Know your machine (30 seconds)

Before picking a model, note:

  • System RAM (e.g. 8 / 16 / 32 GB) - shared on Apple Silicon with GPU tasks.
  • Discrete GPU VRAM (NVIDIA/AMD) if you have one - e.g. 4 / 8 / 12 GB. Integrated graphics usually shares system RAM.
  • Apple Silicon (M1/M2/M3) - treat "unified memory" as both RAM and GPU pool; larger models need more total memory headroom.
  • CPU-only is fine for smaller ASR models and small quantised LLMs - expect higher latency than GPU.

Speech-to-text (ASR)

Whisper-class models are usually named by size. Larger = better accuracy for many accents and languages, but heavier on disk, RAM, and compute. Numbers below are rules of thumb, not guarantees.
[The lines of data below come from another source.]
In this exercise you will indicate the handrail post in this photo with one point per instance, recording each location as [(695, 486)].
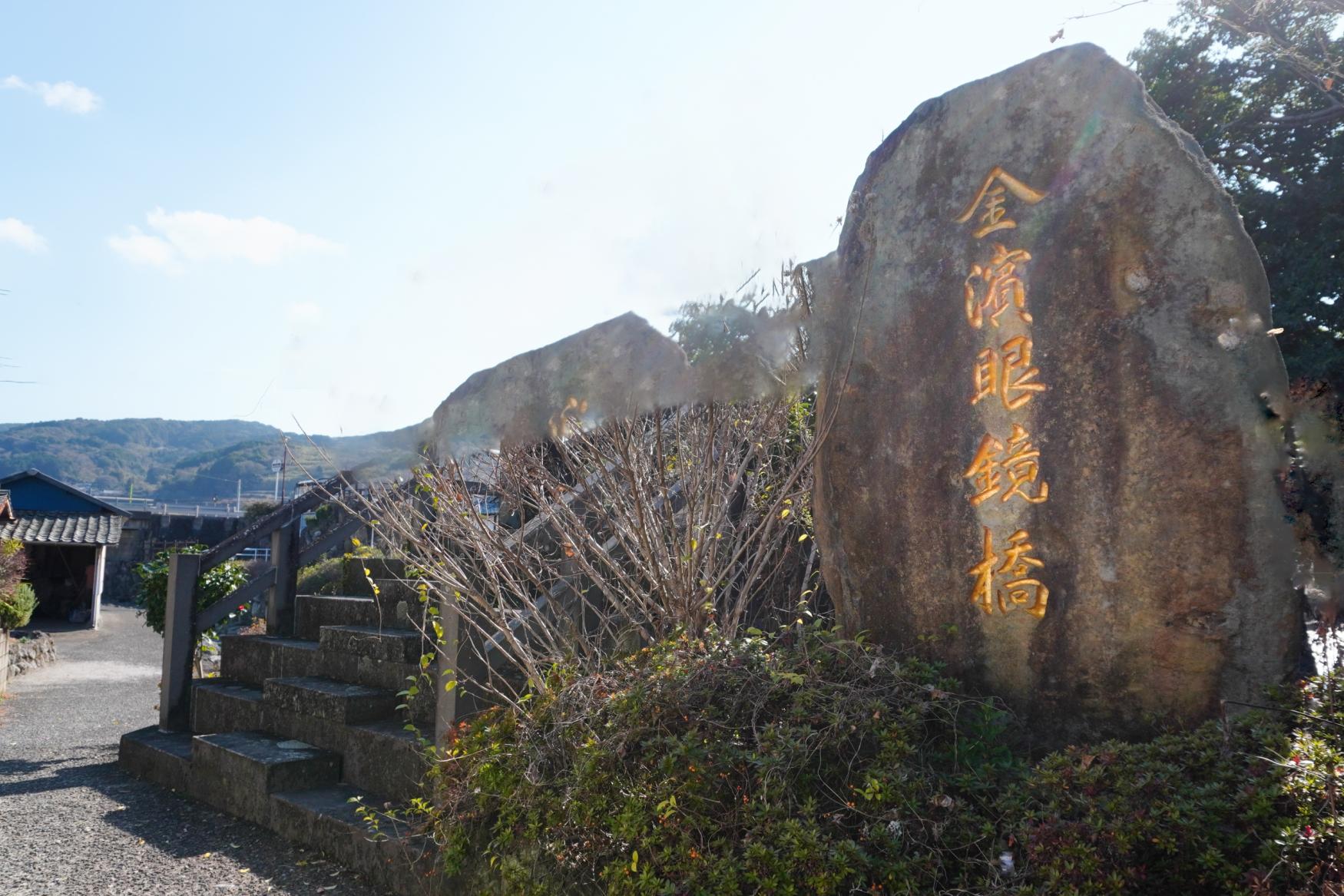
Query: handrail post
[(280, 603), (179, 643)]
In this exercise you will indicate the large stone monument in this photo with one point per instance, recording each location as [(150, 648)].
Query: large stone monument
[(1057, 403)]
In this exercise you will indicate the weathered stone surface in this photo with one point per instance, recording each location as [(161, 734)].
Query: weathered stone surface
[(30, 650), (621, 367), (1152, 505)]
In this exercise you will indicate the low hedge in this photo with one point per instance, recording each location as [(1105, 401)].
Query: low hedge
[(806, 763), (16, 607)]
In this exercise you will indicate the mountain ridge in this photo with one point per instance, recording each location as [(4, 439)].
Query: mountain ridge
[(193, 460)]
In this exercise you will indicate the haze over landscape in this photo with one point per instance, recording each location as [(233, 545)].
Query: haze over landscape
[(288, 220)]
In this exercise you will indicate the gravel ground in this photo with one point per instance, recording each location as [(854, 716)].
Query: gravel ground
[(73, 824)]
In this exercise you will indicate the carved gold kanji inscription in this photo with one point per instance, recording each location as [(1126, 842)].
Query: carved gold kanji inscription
[(989, 202), (1005, 471), (1018, 567), (992, 289), (1007, 374)]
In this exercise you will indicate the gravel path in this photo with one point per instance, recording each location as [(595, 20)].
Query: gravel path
[(71, 824)]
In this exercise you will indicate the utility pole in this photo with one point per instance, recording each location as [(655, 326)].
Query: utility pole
[(284, 462)]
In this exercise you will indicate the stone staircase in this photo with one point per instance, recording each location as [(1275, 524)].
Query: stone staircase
[(296, 729)]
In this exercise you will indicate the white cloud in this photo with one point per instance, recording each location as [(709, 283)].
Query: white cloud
[(65, 96), (198, 236), (22, 236), (143, 249)]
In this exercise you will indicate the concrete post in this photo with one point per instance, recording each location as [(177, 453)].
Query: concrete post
[(179, 643), (98, 574), (280, 603)]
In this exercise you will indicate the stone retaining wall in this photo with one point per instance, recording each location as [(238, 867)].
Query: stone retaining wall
[(26, 650)]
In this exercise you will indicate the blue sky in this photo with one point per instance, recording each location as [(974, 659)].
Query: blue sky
[(335, 213)]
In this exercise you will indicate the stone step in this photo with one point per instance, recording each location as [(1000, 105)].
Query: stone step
[(376, 755), (161, 756), (222, 704), (238, 770), (327, 818), (253, 659), (386, 645), (329, 699), (312, 611)]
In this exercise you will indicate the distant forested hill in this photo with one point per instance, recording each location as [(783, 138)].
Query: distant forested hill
[(191, 460)]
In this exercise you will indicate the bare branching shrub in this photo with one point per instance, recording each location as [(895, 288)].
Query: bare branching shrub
[(607, 539)]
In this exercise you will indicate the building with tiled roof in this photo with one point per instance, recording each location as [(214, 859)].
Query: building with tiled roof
[(66, 535)]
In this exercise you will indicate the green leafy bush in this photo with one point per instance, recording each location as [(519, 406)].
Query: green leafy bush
[(804, 765), (16, 609), (812, 765), (211, 586)]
Whisper tier (illustrative) Rough fit
Tiny / Base Low-end laptops, CPU-only, or very tight VRAM. Fastest, lowest accuracy - ok for quick tests, not ideal for difficult clinical dictation.
Small Balanced for many machines with limited GPU; good compromise on CPU if you can wait a bit.
Medium Strong quality; prefers a modern CPU with many cores or a GPU with several GB VRAM / enough unified memory on Apple Silicon.
Large Best quality for demanding audio; needs a capable GPU or Apple chip with plenty of unified RAM. Slow on weak CPUs.
Turbo (where offered) Often a speed-focused variant - check release notes in the app; still match to your hardware tier above.
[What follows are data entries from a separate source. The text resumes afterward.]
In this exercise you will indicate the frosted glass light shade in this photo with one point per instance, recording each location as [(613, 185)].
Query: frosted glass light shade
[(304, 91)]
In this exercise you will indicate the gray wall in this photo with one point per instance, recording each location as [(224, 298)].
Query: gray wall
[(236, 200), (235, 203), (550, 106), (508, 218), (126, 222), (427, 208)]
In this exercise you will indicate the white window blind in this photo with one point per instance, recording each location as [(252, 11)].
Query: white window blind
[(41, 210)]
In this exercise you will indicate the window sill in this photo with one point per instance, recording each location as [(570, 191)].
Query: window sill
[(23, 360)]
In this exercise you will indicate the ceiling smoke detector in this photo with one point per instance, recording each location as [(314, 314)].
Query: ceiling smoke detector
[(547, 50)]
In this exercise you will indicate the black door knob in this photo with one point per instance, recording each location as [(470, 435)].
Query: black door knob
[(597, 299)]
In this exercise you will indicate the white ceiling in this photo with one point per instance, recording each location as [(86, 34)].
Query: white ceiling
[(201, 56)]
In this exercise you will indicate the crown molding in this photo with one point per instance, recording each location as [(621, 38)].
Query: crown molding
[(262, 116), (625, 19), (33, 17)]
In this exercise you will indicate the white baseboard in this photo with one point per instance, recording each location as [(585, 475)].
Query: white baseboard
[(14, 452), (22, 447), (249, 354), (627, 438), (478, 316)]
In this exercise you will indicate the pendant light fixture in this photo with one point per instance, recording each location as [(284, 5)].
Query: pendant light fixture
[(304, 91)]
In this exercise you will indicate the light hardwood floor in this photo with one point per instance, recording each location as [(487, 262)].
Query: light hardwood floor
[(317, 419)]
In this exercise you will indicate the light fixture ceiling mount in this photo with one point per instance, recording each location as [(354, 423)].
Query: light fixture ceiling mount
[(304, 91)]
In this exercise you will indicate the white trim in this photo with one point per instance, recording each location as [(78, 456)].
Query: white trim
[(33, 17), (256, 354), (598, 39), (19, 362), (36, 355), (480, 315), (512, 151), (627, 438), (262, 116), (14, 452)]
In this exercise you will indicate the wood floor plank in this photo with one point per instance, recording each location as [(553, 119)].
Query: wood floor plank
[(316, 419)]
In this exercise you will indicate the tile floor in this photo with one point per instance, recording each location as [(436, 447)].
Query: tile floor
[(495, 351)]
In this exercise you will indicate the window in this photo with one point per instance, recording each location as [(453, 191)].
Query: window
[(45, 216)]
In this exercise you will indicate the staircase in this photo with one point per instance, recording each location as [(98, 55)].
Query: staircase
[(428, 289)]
Parakeet / Moonshine (where available): typically optimised for English and very fast on supported hardware. Prefer them when your workflow is English-only and latency matters more than maximum language coverage - still confirm fit in the picker.
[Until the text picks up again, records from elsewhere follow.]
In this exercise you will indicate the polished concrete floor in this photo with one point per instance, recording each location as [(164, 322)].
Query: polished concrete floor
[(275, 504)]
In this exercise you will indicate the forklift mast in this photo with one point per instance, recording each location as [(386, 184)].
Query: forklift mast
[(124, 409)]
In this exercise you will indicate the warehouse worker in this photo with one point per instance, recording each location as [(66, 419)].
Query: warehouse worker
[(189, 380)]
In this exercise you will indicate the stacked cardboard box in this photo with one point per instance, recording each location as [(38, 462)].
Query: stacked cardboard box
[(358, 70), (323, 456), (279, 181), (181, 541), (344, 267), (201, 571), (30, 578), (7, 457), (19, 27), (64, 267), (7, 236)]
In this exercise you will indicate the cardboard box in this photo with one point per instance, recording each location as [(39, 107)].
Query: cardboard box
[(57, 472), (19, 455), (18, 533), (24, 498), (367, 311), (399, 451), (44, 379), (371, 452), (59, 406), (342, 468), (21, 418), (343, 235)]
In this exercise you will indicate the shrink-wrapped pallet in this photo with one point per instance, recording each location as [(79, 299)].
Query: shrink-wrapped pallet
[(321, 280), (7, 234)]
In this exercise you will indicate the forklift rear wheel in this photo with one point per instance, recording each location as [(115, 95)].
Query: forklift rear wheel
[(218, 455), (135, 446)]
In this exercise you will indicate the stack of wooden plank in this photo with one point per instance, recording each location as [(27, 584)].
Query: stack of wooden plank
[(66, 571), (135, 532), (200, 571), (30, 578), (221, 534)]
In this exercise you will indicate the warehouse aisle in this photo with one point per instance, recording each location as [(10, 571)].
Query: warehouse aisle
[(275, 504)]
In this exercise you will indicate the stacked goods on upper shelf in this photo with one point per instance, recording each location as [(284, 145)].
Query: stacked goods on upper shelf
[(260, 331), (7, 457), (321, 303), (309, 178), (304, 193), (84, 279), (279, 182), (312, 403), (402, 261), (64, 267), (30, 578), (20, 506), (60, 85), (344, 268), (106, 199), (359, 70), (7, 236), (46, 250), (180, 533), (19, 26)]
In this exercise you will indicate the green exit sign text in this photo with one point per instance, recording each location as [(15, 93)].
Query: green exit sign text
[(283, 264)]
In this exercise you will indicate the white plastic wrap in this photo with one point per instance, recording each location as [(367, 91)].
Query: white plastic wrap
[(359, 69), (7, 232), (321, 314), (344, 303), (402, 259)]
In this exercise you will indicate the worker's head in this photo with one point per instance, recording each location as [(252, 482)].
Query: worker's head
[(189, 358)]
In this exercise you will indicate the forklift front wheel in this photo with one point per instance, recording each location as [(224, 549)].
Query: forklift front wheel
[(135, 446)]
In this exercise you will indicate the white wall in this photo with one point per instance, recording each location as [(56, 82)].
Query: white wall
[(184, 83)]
Optional note structuring (LLM)

Structuring uses a text model (often GGUF weights via llama.cpp, or your own Ollama-compatible server). Model "size" is measured in billions of parameters (7B, 13B, 70B...) and quantisation (Q4, Q5, Q8...) - lower quantisation = smaller file and less RAM/VRAM, some quality trade-off.

Very approximate VRAM / RAM needs (GGUF, inference):

  • ~7B at Q4 - often on the order of 4-6 GB VRAM or unified memory for comfortable speed; CPU-only possible with enough system RAM but slower.
  • ~13B at Q4 - often ~8 GB+ VRAM or headroom on unified memory machines.
  • Larger (34B / 70B) - typically high-end GPUs or workstations; not a first choice on laptops with 8 GB RAM.

If you point Miccy at Ollama (or similar) on another host, that machine's RAM/VRAM limits apply - your laptop only sends text, but the remote box must handle the model size you load there.